私事なんですが、以前スンバワへトリップした時は、飛行機の都合上、あまりたくさんの板を持っていけなかったので、6’5”のFUN BOARD 1本と、たくさんのFINを持ち込み、結局ヒザ波から6feet位のスーパーブレイクまでFINを替えるだけでカバーしました。 1本の板が3役〜4役位こなしてくれたワケです。しかもFINが外せるので、とても楽に持ち運べるし、仮にもう1本持って行ったら板にもよるけど、2本で6本位の仕事はしてくれますね。 あと、スランプになったらFINを替えるというのは、効果大!です。 ちなみにセンターフィンを少し小さいものにすると、かなり動きやすくなって、小波でも調子を取り戻せるでしょう。オススメのセッティングはサイドがGRでセンターがGS、コレは、ややツインフィンテイストながらFIN全体の面積が普通のTRIの状態と、ほぼ同じなので、よりクイックなサーフィンが楽しめます。このセッティングでヒザ〜アタマ位までOKです。 その他、色々なセッティングをテストしてますけど、波のコンディションやライダーによっても違うので、一概にどのセッティングがベストなのかは、わかりませんが、みなさんもいろいろ、フィンを替えてみて、楽しんでみるべきだと思いますよ。 でも調子の良いFINセットを発見した時の楽しさは、FCSが開発されるまでのサーフィンにはなかった楽しさだと思います。 まぁ、ざっと書いてもこれくらいの利点はあり、ON TYPEの板では、絶対不可能なことな訳です。 まだまだ、良いところは、たくさんあるけど(製作面やリペアー等・・・) これ以上FCSの宣伝をしても、私には、あまり利点はないので、今回はこれくらいにしておきます。 でも、やっぱりFCSをオススメします。 ちなみにこの「FIN」ってやつに関しても、かなり、つっこんでノーガキたれたいんだけども・・・それも次回作にて。
・・・ってコトでお楽しみにして下さいませ。

 それと、エアーブラシも重要で、これは板の商品価値を決めてしまうものでもあるので、できる限り正確に伝えるように、できればカラーサンプルや写真、自分が色エンピツ等で書いた全体的なイメージがわかるものがあれば最高です。 板の性能とは全く関係ないけど、これによって「気に入る」or「気に入らない」が別れてしまうんだから、ホント不思議ですよね〜。 その点、I-MODE-Dのオーダーはバッチリなんで、ユーザーもシェイパーも植さんもエノモトさんもみんなニッコニコです。 カラーリングってオリジナルだったり、パクリだったりする訳だけど、今でも自分自身、New boardをシェイプして、それが仕上がってくる時には、正直ドキドキわくわくしてますよ。
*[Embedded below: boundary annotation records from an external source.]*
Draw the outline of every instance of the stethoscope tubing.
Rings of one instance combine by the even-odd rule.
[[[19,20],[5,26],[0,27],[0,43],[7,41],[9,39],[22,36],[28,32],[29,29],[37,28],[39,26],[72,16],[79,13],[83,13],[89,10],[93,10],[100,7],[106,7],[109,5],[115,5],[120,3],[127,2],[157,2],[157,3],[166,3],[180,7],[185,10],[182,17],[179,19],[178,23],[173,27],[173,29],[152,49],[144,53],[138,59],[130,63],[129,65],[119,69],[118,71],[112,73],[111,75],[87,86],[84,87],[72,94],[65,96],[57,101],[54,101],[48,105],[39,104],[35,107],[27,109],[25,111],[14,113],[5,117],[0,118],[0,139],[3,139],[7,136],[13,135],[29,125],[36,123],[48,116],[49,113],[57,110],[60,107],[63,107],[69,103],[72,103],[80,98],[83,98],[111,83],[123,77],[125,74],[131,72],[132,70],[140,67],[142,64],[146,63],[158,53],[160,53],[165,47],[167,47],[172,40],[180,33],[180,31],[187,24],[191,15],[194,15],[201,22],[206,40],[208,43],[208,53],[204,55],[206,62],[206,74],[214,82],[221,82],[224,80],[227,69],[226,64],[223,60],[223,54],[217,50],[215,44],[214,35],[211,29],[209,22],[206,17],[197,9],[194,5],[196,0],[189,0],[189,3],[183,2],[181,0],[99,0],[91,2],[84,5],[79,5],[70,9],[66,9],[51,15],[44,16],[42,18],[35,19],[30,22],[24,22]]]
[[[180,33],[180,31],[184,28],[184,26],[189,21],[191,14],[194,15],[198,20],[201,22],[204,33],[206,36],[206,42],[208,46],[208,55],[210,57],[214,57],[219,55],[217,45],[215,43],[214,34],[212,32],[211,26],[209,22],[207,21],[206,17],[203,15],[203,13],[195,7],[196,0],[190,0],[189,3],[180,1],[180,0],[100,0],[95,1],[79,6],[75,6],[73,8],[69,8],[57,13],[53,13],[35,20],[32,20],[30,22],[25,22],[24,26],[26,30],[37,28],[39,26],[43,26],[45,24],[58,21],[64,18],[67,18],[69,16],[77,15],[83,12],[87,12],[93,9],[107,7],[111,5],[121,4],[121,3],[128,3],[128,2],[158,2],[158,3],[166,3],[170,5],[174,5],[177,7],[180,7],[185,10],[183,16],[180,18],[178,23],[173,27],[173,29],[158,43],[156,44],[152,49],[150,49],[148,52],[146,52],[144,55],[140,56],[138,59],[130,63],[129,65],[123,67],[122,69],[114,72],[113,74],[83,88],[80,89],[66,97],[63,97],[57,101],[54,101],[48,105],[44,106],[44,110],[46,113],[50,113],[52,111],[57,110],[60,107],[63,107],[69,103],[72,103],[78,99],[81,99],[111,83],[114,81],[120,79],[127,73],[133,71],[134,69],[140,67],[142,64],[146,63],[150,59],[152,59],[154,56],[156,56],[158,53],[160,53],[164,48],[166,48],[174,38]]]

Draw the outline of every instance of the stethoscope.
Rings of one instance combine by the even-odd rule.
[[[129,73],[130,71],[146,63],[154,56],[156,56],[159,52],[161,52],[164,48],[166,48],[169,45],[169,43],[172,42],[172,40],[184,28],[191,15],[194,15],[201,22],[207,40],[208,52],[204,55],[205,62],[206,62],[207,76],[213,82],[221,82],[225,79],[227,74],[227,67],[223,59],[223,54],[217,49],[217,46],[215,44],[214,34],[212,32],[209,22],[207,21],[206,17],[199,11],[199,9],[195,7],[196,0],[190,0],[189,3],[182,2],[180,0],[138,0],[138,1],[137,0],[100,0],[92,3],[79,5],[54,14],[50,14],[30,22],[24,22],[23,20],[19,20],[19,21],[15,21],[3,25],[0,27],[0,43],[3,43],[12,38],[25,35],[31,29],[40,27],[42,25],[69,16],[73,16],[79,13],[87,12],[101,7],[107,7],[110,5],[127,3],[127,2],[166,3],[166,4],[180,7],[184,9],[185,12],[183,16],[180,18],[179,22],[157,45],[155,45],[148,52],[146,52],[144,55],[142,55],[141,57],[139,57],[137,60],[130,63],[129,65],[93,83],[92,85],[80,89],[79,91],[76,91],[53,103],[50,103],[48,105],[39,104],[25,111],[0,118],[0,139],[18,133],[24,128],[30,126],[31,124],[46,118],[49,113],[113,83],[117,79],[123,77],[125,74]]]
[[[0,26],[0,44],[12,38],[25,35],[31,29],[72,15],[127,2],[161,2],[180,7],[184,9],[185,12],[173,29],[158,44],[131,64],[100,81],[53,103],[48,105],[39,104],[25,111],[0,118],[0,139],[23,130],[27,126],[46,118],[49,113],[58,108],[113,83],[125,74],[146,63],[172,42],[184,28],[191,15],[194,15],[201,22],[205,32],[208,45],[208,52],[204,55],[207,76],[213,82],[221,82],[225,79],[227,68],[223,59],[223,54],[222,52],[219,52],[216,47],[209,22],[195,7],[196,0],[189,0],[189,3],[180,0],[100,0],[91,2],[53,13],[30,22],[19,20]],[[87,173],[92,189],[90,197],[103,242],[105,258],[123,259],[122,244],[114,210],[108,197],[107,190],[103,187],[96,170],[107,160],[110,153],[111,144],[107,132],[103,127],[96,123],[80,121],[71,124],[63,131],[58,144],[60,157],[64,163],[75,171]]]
それというのも自分の板は、ほとんど、エアブラシなりカラーレジンなりのカラードボードなので、実際にこの目で見るまでは、やっぱり気になります。 (これは、みんなも同じ気持ちを体験しているはず・・・) 誰だって、カッコイイ板に乗りたいわけだし、デザインもバッチリで、調子もイイとくれば、これはもうマジックボードだっ〜 売らずにとっておこう!ってなりますもんねー。 まぁ、そのためにも今回書いたコトを参考にして、オーダーする時に少しでも思い出してもらえると嬉しいです。 ボードビルダー側の人間としては、「ムムッ こいつわかってるな!」ってことになるので、いっそう気の抜けない仕事をさせて頂けるわけですね。(あっ 言っちゃった・・・)

 ま、そんな感じで自分としては、今回はソフトに書いてみましたが、次回はハードに責めたいと思いますのでそんなに期待しないで、待ってて下さい。
それでは皆さま、明日、いい波だといいですね〜。